Four of Low Life's biggest stars appear over Brains' beats on You Know Who You Are. Their unbusy bounce makes a perfect canvas for displays of verbal skill from Rodney P and Farma G, the Riddim Killa and Matchmaker each strewing their sixteen bars with trademark phrases for the fanboys.  Mystro is most inventive, adapting Phife Dawg's opening lines from Scenario: "Stro knows this, and Stro knows that, the party isn't started if the Stro don't rap". I do have a worry though. What with You Know Who You Are, Taskforce's Phi-Life collab Who's This? (Zebra Traffic) and Skinnyman's Banger Who? Me, also featured here, I start to wonder whether all British rappers suffer from identity crises?  Braintax seems to have it sorted on Just Me, last heard on Skitz's Homegrown blend: "Straight talking, pay me now there's no credit, I'm from up north, half of these Londoners don't get it".
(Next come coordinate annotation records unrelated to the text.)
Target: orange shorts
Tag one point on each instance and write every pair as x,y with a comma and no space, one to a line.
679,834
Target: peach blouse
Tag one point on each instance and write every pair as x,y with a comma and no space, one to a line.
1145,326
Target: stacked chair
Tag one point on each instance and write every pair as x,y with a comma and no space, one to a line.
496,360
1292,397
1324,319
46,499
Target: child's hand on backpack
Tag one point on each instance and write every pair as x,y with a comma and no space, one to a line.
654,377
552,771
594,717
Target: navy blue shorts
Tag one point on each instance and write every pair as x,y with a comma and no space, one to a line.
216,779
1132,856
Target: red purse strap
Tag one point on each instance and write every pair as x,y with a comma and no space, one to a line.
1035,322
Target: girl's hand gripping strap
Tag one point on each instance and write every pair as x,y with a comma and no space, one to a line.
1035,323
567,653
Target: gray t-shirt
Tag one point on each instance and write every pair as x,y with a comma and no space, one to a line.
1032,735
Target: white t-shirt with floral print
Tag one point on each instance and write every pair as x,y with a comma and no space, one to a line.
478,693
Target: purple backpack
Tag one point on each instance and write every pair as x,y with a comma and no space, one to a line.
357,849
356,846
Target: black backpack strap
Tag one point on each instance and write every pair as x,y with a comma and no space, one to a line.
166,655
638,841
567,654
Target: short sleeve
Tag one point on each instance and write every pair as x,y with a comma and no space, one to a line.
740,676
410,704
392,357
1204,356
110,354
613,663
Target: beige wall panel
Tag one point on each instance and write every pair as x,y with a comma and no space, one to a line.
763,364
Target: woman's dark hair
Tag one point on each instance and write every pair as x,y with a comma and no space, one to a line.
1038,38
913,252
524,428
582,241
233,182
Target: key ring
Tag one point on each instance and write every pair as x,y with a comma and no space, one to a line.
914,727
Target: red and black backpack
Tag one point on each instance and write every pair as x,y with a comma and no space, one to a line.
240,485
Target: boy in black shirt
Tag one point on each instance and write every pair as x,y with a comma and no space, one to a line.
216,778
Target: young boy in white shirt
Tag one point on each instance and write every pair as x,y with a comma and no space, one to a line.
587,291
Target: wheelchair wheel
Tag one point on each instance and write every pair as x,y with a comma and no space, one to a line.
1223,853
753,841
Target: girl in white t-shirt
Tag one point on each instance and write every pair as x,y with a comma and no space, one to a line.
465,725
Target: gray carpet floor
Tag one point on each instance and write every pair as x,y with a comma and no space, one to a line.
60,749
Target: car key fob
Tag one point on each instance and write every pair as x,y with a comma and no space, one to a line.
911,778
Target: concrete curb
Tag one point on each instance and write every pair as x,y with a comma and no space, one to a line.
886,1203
Asaviour and Jehst have similarly spartan requirements – Money In The Bank. While that tune shows a more upbeat side of the high plains drifter, the compilation would hardly be complete without one of the classics that made his name. The bleak, wheedling trudge of City Of Industry shows why he is "the quintessential outlaw". No other hip hop artist can touch Jehst's curiously effective un-celebration of being "numb", "uninspired".
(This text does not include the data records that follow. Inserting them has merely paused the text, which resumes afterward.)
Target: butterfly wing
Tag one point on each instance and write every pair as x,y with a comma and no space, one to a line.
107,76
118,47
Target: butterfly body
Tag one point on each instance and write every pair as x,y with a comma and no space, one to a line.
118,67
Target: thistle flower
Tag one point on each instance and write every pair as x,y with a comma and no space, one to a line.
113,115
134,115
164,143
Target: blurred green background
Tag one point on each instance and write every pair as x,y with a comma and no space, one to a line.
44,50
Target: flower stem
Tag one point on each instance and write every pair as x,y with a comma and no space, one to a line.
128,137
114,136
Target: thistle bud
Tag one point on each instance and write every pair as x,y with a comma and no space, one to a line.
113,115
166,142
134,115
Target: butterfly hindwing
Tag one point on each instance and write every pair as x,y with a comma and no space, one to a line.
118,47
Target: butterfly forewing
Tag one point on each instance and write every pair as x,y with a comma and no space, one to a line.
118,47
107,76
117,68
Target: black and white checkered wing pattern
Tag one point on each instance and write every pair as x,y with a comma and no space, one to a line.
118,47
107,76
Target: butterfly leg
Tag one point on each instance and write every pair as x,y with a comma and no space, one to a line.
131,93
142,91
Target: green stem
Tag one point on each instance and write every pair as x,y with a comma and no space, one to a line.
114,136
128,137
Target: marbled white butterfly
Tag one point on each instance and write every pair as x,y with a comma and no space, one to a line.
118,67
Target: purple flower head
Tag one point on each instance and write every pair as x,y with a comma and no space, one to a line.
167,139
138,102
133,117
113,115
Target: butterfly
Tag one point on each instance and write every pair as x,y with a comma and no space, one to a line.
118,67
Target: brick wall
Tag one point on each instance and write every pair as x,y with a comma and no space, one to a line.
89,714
As his gloom dissipates, a dramatic change of pace as UK hip hop godfather Rodney P lets you know you're "Now rocking with the best y'all". The original Big Tings We Inna switches up the style, The Sea's skanking guitar and rolling dub echoes a breed apart from the majority of the production here. The mood has to shift again, and moves from a reggae tip to Harry Love's laid-back jazzy sensibilities on Showbitchness. A nice UK companion piece to a tribe called quest's showbusiness, Harry and Verb T's indictment of the fame game reworks Annie Get Your Gun on the chorus: "There's no bitches like show bitches in showbusiness".

The highest of the highlights comes at the beginning though, the "cloud-stepping" Lewis Parker track Life And Breath. It's from the EP '98 Series Part 1, and very much in the vein of his beautiful Masquerades And Silhouettes album. The mantra "life... breath" repeats under mesmeric twinkling marimba as Parker, Braintax and Supa T trade rhymes in harsh-accented soft voices. By some margin the oldest track on the album, this bedroom recording is incontrovertible proof of how far ahead of his time Parker was – in the vanguard of the movement which has turned into today's UK hip hop scene. Eight years ago, who could have guessed we'd be inna such big tings?